# little help with fish chasing females to death



## derrick719 (Jan 28, 2010)

ok so i picked up this guy last week http://i245.photobucket.com/albums/gg43 ... G_1937.jpg
not completely sure what he is but think he is melanochromis auratus (maybe a hybrid) so i bought him some ladies and he is just chasing them one is almost dead after 3 hours and other is just hiding in the rocks prob next. he is chasing everyone and he is prob the smallest in the tank my full grown perlmuts run from him.
this is what the girls look like. one is in a separator tank other girl i can get to 
http://www.aquariumlife.net/profile-ima ... tus-lg.jpg

any help would be great


----------



## CaseyV (Jan 2, 2010)

how many females do you have? with the auratus you need at LEAST 5 females


----------



## derrick719 (Jan 28, 2010)

i just got 2 for the one male thats all the store had guess that was my prob


----------



## zazz (Apr 5, 2008)

you should get one of those plastic breeder tanks and fix it to the side of the tank... if you have a fish thats getting more than its fair share of aggresion you can drop it in there while you work on the stocking issues.

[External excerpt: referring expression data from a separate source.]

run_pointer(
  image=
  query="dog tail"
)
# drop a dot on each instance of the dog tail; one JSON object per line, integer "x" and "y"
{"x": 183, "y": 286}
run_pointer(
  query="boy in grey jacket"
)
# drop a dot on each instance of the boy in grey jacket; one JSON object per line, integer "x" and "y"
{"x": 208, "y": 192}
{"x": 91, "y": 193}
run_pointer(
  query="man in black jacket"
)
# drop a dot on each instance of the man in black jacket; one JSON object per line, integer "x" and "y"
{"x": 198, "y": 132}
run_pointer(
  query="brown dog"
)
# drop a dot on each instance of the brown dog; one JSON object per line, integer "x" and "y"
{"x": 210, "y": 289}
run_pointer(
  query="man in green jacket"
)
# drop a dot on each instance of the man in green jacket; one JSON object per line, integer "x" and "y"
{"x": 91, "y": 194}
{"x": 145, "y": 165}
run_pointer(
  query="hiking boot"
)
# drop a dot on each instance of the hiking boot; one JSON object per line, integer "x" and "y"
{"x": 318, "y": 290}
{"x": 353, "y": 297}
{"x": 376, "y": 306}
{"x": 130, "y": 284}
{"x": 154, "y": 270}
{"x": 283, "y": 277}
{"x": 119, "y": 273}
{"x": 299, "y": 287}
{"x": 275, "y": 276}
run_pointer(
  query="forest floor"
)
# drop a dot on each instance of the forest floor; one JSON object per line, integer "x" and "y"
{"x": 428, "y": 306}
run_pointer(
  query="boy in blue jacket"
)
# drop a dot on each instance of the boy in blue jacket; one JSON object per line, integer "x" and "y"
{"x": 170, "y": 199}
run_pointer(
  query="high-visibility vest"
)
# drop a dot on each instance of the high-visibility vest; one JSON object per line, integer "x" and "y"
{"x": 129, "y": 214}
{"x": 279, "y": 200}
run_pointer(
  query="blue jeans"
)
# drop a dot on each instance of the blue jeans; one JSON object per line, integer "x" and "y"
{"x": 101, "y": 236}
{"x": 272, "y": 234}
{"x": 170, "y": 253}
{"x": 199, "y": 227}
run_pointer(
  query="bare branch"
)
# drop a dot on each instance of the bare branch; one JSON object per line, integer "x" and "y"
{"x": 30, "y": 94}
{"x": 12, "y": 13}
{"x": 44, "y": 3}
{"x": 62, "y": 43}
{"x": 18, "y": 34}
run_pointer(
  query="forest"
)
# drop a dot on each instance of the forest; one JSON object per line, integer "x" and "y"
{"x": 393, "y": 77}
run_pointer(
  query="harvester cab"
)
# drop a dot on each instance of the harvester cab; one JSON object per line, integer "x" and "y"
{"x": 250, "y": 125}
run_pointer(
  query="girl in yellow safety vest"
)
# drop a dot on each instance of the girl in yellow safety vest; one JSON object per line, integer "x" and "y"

Chasing of females isnt always consistent ..it comes in waves so maybe after a while you can drop it back into the tank and see what happens.


----------



## derrick719 (Jan 28, 2010)

ya i had one a the gals in there but she died from the stress last night i was able to catch the other shes in it now but dont know how well she is going to do


----------



## scrubjay (Oct 25, 2009)

Looks like he is at least partly M. auratus. They are one of the worst for aggression and killing other fish. :?

As the species article says: "The reason for being a difficult or problematic fish is due to the fact that it is far more aggressive than the majority of Mbuna. Adult males are perhaps the most aggressive of any Mbuna available, period. They are violently intolerant of male conspecifics (i.e., fish of similar appearance). Simply do not try and keep more than one of these males in anything less than 125 gallons. Males can be quite effective at laying claim to almost half of a 50-gallon aquarium, fighting anyone who trespasses, unless to spawn."
http://www.cichlid-forum.com/articles/m_auratus.php

I'm not sure how large your tank is, but I'm guessing it isn't 125 gallons.

If it were me, I would get rid of him, and most people come to the same conclusion and take them back to the fish store. You don't want to be breeding a Malawi cichlid that may be a hybrid by any means! It is highly discouraged in the hobby.

If you want to breed Malawi cichlids, there are so many nice species. This one is not one of them. It's expensive to have him continually kill fish, and the ladies are not likely having much fun either. I think you would be so much happier with another species. :fish:


----------



## scrubjay (Oct 25, 2009)

A lot of Malawi cichlids will play nice and look beautiful with the perlmutts too.

Avoid all of these bad actors:
"Kenyi" _Metriaclima lombardoi_
"auratus" _Melanochromis auratus_
"bumblebee" "hornet" _Pseudotropheus crabro_
"Johanni" _Melanochromis johannii_

Be WARY of fish store advice, unless they are warning you _away _from various combinations. Many people have come home with fish that are entirely inappropriate to house together because of "advice." If you are unsure about combinations, you can always take notes on what stores have and come back here to ask first. 8)


----------